Quest design – fixing the symptoms?
Summary: Blogger read interesting article about MMO quest design, but do not agree with that the right conclusions has been drawn from player behaviour analysis. Discuss among yourselves.
In that article she mentions that it used to be that MMO designers thought that players really wanted story content, as they did in single-player RPGs, but once they started measuring player behaviour, they noticed that people skipped long texts and just went on with the the task, so that they could progress to the “real” content (“end game”, “elder game” or something similar presumably). Hence game designers now tend to put in short and basic missions/quests, i.e. the all too familiar “kill ten rats” and its relatives.
I am not surprised at all by this. But I do really wonder why it seems that the conclusion was reached that mission/quests should become more basic and just something on the way to reach the “real” content?
- Apparently players of single-player RPGs are more story oriented. Is the player demographic very much different here between single player RPGs and MMORPGs, or do they same player want entirely different things because they are playing an MMO? Since many single player RPGs would be offline games I am not sure if they actually can do some reliable measurements for those games to compare.

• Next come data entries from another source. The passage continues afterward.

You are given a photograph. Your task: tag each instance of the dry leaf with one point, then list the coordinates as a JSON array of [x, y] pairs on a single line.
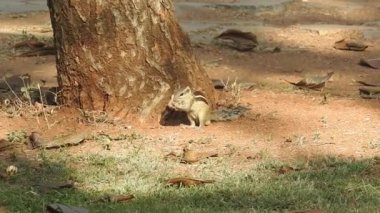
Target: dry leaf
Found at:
[[191, 156], [186, 182], [314, 82]]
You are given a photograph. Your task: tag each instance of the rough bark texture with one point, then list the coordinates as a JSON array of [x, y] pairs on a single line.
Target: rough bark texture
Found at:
[[124, 57]]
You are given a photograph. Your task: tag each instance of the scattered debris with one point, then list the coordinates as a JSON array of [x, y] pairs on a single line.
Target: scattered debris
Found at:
[[222, 85], [186, 182], [228, 113], [11, 170], [236, 39], [372, 63], [369, 84], [285, 169], [34, 140], [350, 45], [62, 208], [116, 198], [39, 52], [191, 156], [31, 43], [66, 185], [313, 82], [369, 92], [71, 140], [171, 156]]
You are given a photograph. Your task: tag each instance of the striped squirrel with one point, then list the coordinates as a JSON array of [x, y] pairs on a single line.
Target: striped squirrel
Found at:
[[198, 109], [194, 104]]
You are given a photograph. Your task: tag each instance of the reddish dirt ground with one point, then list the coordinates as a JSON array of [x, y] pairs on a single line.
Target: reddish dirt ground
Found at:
[[284, 123]]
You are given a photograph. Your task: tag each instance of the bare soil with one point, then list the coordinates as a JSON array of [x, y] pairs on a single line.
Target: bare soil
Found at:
[[284, 123]]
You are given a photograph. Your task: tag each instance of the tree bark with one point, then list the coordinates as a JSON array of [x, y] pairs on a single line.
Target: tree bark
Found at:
[[124, 57]]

- Since it says that players mainly want to progress as fast as possible to the “real” content, would that not really be a concern to question the whole design of the game from the start to this “real” content? Maybe it is not the presence of a story that is the problem here, but when it is presented and the size of this gap that the story intended to fill.
- Missions/quests with real story content is still put in the game, but that seems typically to be put in in the later parts of the game (with later I assume at higher levels in a level-based game) and the early levels will mainly be filled with the simple and basic quests. So this seems to indicate that people are not really against story content, as long as it is presented in reasonably sized chunks and at the right time.

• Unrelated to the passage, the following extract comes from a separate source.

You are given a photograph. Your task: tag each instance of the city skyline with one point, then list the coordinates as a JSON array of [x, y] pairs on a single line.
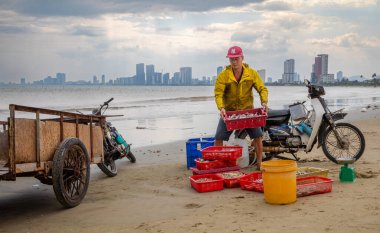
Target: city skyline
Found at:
[[96, 37], [145, 75]]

Perhaps MMO companies have come to the conclusion that they still will need that long time to reach these “other goals” and that the time up to that goal should be filled with “content” that is cheap to make, but still somewhat fun or attractive from time to time, enough to keep players around. Shorten that time and the players might be leaving too soon to get the bills paid. The simplification of missions/quests makes sense from that point of view.
I quite agree with that there is not room for hundreds or even thousands of story-focused missions/quests during the progression of a character in a level-based game. But I think what should be addressed would rather be these gaps and significantly shorten the progression time (if levels or similar is used) – not fill it with “content”. Give the option to experience the story-focused missions/quests at any time instead of at a certain point in the progression path.
Give people incentives to stick around after they have “won” the game and give many different incentives – one being story-focused missions/quests. Some but not all players will enjoy that. Other players will enjoy other parts.
The progression should only really be enough that the player has mastered the fundamentals and then let the players decide themselves what content they will consume and when this will happen.
This is perhaps going on a bit of a tangent from the area of the original article, but when I read the article I really wondered if there had been a more in-depth analysis on player behaviour or if it really was just fixing the symptoms rather then the cause of the issues – which was my impression from reading the article.